We also cannot overestimate the power of good rest! Rest is a gift from God the Father, and an example set by Christ. You do not have to stay awake worrying. He gives His beloved ones sleep (see Psalm 127:2).
There is a link between altar building and spiritual renewal
Throughout Scripture, an altar pictures access to God and is always the beginning of divine blessings. This is why Abraham built an altar wherever he journeyed—he knew he needed God everywhere. Matthew Henry said of this pattern, “Wherever man pitches a tent, God should have an altar.” Most men spend their time building a home, a career, a life, a retirement, and a reputation. Discerning men understand that an altar is the most important thing they will ever build.
This does not mean that we must construct a physical structure; it means that we build the priority of prayer into our schedules and routines. The altar can be anywhere because God is everywhere. For the first-century church, an upper room became their altar as they sought the Lord’s direction and enabling. All of God’s power and purpose came out of that meeting with God! The Old Testament historical book of Ezra is a book of return and revival. Ezra was dealing with a small group of God’s people whose nation had been in bondage. They were in danger of losing another generation and longed to see the Lord work again. What was their first order of business? They built an altar (Ezra 3:2-3).
The foundation of the Temple could not be laid, the worship could not be reinstated, and the work could not move forward until the altar was restored. Each day they began to meet God at the altar. In the first six chapters of Ezra, we see the initial return from Babylon, led by Zerubbabel. Beginning in Ezra 7, we read about the next phase of their return under Ezra.
Repeatedly, we are told that the hand of God was on this man (Ezra 7:6, 9, 28) and on the people that he influenced (Ezra 8:18, 22).

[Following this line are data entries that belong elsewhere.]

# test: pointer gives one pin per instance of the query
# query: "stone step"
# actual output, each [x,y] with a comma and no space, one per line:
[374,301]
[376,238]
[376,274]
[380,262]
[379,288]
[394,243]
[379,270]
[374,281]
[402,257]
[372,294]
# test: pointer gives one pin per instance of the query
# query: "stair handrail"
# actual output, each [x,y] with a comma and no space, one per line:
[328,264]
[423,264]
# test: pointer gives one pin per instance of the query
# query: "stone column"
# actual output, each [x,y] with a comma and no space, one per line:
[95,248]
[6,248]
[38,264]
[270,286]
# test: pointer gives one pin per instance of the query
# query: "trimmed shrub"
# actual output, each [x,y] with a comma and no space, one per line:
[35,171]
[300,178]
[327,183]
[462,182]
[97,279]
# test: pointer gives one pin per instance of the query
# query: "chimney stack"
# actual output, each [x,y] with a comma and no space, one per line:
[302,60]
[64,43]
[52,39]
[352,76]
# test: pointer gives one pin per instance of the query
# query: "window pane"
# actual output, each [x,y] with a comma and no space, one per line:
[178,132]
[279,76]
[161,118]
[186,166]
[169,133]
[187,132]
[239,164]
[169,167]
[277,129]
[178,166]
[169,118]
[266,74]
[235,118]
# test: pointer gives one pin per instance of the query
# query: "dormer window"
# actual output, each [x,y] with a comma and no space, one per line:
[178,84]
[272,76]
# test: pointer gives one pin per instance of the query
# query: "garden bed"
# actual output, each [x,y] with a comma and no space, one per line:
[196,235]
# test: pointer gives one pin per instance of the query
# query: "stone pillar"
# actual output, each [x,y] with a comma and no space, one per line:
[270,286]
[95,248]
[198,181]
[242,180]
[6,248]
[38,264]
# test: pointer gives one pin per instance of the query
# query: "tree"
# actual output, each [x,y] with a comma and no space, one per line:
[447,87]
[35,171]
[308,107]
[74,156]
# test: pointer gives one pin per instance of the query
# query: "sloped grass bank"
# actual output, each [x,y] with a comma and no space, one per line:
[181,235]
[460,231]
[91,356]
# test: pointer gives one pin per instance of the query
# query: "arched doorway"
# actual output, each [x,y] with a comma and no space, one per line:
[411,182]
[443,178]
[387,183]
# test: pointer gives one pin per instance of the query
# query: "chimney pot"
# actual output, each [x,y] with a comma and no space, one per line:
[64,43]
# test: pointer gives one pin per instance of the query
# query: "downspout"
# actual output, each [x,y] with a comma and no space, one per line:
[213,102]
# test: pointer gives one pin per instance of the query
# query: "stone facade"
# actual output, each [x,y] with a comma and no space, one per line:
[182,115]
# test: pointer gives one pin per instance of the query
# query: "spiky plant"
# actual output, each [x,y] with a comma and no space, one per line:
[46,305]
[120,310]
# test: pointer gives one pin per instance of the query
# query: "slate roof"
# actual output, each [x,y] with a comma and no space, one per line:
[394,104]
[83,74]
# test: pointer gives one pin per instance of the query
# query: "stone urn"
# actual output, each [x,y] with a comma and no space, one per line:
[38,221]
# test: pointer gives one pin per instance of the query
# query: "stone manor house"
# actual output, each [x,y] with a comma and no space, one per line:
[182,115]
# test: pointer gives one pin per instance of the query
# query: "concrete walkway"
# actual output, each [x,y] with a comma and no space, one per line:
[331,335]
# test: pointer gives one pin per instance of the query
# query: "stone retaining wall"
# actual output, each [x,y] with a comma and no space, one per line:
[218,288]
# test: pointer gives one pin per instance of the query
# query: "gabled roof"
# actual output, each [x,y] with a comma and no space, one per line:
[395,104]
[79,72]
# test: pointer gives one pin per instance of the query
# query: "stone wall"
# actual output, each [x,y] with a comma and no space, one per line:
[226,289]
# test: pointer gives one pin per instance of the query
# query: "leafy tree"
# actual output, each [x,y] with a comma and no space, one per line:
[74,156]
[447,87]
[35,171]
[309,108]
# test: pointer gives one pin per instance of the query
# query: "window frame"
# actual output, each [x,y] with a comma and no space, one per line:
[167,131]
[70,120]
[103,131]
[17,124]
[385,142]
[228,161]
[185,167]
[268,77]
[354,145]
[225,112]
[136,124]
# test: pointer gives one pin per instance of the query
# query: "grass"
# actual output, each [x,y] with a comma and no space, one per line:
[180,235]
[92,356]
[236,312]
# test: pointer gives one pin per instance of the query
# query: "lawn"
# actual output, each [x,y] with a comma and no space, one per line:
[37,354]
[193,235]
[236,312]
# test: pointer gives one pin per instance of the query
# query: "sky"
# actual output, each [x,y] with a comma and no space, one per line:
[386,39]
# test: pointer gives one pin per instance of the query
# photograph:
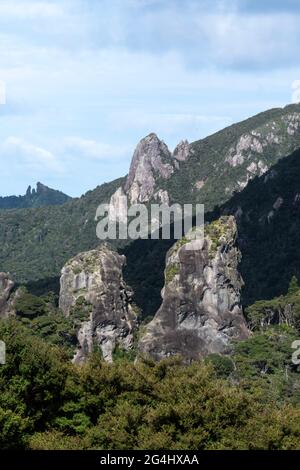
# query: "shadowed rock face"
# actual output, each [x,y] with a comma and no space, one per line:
[6,287]
[200,313]
[151,159]
[96,277]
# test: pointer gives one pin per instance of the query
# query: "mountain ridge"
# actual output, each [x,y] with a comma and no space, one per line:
[33,198]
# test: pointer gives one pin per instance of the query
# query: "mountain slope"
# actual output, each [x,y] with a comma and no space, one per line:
[268,217]
[37,242]
[39,197]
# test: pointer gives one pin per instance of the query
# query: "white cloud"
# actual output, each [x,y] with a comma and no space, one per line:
[29,10]
[92,149]
[29,155]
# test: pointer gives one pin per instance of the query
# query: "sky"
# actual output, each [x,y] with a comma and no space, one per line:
[82,81]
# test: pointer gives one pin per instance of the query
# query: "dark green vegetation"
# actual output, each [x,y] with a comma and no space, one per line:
[42,196]
[268,221]
[207,164]
[36,243]
[248,401]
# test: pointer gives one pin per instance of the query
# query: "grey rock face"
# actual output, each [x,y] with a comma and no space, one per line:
[6,287]
[200,313]
[151,159]
[95,277]
[182,151]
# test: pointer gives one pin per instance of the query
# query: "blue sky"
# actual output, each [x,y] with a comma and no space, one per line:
[85,80]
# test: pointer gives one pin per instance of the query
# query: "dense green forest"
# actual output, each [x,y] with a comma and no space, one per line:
[247,400]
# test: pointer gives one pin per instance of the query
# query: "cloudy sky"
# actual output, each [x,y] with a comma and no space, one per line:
[85,80]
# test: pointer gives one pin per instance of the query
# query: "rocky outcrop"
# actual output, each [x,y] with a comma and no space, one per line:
[93,289]
[200,313]
[182,151]
[151,159]
[6,287]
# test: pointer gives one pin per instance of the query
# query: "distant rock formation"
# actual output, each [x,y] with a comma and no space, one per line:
[200,313]
[39,197]
[151,159]
[6,287]
[93,289]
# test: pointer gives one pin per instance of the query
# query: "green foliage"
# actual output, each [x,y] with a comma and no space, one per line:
[28,305]
[37,242]
[243,402]
[171,271]
[223,365]
[293,286]
[43,196]
[280,310]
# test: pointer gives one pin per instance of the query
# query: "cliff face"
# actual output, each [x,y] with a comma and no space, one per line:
[151,160]
[200,313]
[6,287]
[40,197]
[93,290]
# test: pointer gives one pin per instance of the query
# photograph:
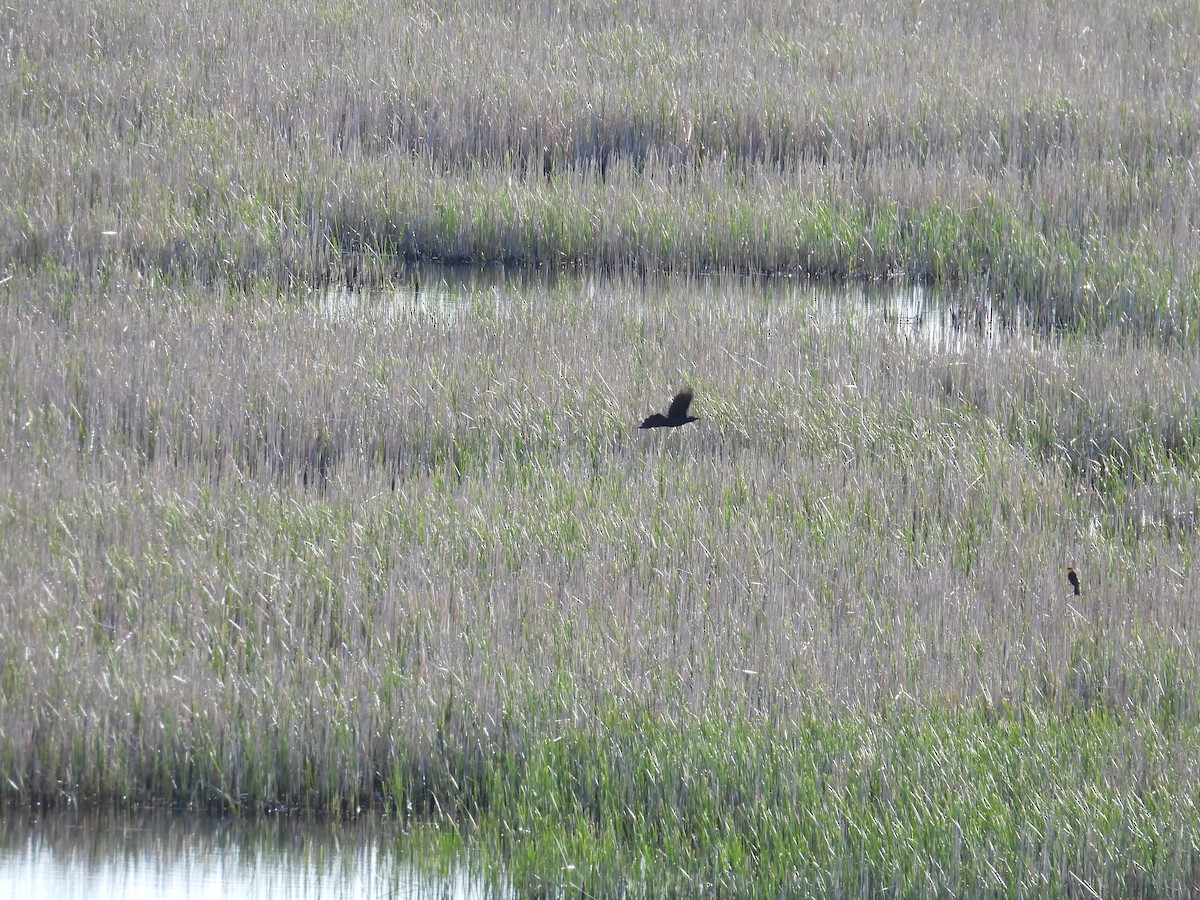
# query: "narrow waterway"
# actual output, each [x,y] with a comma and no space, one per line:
[165,856]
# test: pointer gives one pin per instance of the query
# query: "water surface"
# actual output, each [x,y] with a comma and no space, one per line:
[160,855]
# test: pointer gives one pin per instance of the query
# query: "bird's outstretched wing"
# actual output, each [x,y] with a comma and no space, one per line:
[679,405]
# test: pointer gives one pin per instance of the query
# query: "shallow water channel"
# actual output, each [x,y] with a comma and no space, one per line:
[160,855]
[943,321]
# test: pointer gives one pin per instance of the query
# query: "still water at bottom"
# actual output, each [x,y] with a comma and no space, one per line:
[101,855]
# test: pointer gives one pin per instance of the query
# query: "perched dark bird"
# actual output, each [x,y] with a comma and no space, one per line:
[676,415]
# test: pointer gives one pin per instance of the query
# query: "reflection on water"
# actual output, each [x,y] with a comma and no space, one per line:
[100,855]
[942,319]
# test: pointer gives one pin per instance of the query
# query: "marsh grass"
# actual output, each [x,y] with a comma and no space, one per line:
[264,556]
[1051,150]
[268,547]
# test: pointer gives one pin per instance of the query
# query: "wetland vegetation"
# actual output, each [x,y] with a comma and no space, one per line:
[259,555]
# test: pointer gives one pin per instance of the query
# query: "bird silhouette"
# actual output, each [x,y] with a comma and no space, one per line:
[677,413]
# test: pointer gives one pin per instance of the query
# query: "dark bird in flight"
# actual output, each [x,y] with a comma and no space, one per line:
[677,414]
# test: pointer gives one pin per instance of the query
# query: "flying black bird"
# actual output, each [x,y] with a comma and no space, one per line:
[676,415]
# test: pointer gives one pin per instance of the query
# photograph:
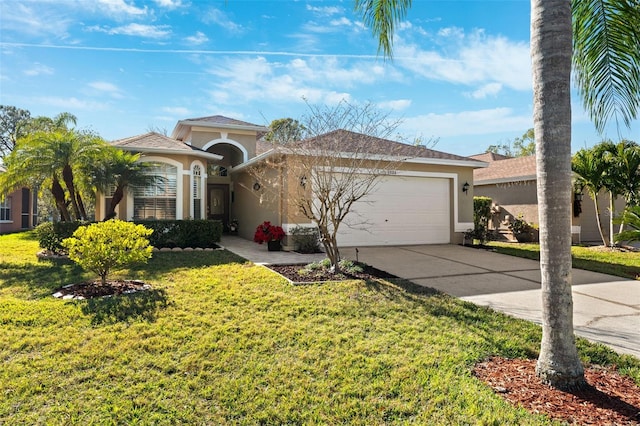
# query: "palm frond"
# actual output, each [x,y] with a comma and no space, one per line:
[382,16]
[606,59]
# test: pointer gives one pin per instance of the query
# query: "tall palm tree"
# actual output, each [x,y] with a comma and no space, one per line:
[551,48]
[608,65]
[590,170]
[119,170]
[53,158]
[607,58]
[623,175]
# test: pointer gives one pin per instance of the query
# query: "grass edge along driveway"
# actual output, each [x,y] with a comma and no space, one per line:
[596,259]
[222,341]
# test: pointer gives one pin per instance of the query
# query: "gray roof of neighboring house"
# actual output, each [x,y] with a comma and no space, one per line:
[507,170]
[182,127]
[153,142]
[349,142]
[490,156]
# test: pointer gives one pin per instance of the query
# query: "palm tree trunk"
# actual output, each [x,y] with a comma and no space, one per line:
[59,196]
[612,213]
[67,176]
[558,364]
[118,195]
[83,210]
[598,221]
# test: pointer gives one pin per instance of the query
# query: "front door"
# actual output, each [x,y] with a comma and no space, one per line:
[218,202]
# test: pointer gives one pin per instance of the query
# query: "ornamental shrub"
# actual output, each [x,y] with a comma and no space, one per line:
[266,232]
[104,246]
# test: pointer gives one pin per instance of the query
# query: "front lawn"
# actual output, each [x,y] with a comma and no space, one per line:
[624,264]
[221,341]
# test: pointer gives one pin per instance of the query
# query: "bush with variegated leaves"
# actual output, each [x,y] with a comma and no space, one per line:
[104,246]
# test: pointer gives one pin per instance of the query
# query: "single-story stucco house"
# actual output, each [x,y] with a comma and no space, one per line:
[426,199]
[18,210]
[511,184]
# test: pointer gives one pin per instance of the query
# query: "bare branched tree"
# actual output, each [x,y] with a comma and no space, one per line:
[340,161]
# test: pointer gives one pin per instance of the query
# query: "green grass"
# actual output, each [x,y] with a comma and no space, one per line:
[221,341]
[621,264]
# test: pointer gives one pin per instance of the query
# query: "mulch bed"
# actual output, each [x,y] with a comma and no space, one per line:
[91,289]
[609,398]
[291,273]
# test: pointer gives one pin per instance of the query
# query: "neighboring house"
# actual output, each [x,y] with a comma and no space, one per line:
[511,184]
[18,210]
[206,164]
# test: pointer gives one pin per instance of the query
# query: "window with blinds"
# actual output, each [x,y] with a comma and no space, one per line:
[158,199]
[5,209]
[197,192]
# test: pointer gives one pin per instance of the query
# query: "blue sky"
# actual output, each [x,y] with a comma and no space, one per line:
[460,73]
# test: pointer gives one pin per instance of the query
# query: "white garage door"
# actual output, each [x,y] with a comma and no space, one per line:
[402,210]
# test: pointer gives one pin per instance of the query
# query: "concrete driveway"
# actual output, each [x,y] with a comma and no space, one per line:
[606,308]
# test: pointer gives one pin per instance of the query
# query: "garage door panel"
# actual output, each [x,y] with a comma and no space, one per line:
[402,210]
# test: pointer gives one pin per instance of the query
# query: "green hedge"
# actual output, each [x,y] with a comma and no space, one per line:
[51,234]
[166,233]
[183,233]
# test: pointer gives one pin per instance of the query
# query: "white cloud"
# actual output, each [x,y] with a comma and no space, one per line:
[395,105]
[169,4]
[177,111]
[43,21]
[491,89]
[38,69]
[480,122]
[320,80]
[325,11]
[470,60]
[103,87]
[120,7]
[138,30]
[218,17]
[198,38]
[71,104]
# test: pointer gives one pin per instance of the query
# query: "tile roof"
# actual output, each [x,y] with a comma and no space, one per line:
[220,119]
[347,141]
[489,157]
[153,141]
[510,169]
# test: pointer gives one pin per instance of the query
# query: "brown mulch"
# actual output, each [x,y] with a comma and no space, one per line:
[291,272]
[609,398]
[91,289]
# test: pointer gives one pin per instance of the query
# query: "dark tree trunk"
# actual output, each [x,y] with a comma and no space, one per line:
[67,176]
[59,196]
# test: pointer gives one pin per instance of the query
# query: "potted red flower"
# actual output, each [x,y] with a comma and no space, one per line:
[270,234]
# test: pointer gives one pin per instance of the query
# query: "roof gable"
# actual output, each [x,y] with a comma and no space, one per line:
[508,170]
[155,142]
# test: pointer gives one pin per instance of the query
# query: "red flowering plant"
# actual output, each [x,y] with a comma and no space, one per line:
[266,232]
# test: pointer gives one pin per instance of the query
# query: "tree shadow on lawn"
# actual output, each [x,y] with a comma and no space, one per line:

Why was Ezra used so mightily in the return and revival of God’s people? One verse gives us some insight into his life: Ezra had prepared his heart to seek the law of the Lord, do it, and teach in Israel statutes and judgments. (Ezra 7:10)
Here is the divine order:
- Preparation–“For Ezra had prepared his heart…” Ezra demonstrated a genuine humility and hunger to know God.
- Saturation–“…to seek the law of the Lord…” The Word of God is God’s revelation of Himself to man. If we truly want to know Him, then we must seek Him in His Word.
- Application–“…and to do it…” We must move from simply being hearers of the Word to being doers of the Word (James 1:22-25).
- Instruction–“…and to teach in Israel statutes and judgments.” A heart that has been transformed will always desire that others know the truth. Only as we obey can we teach others what God desires (statutes) and why He demands it (judgments).
The easiest thing for all of us to do is to stand and tell others what they should do. The most challenging thing is kneeling and asking God to make His Word and His will powerfully real in our lives.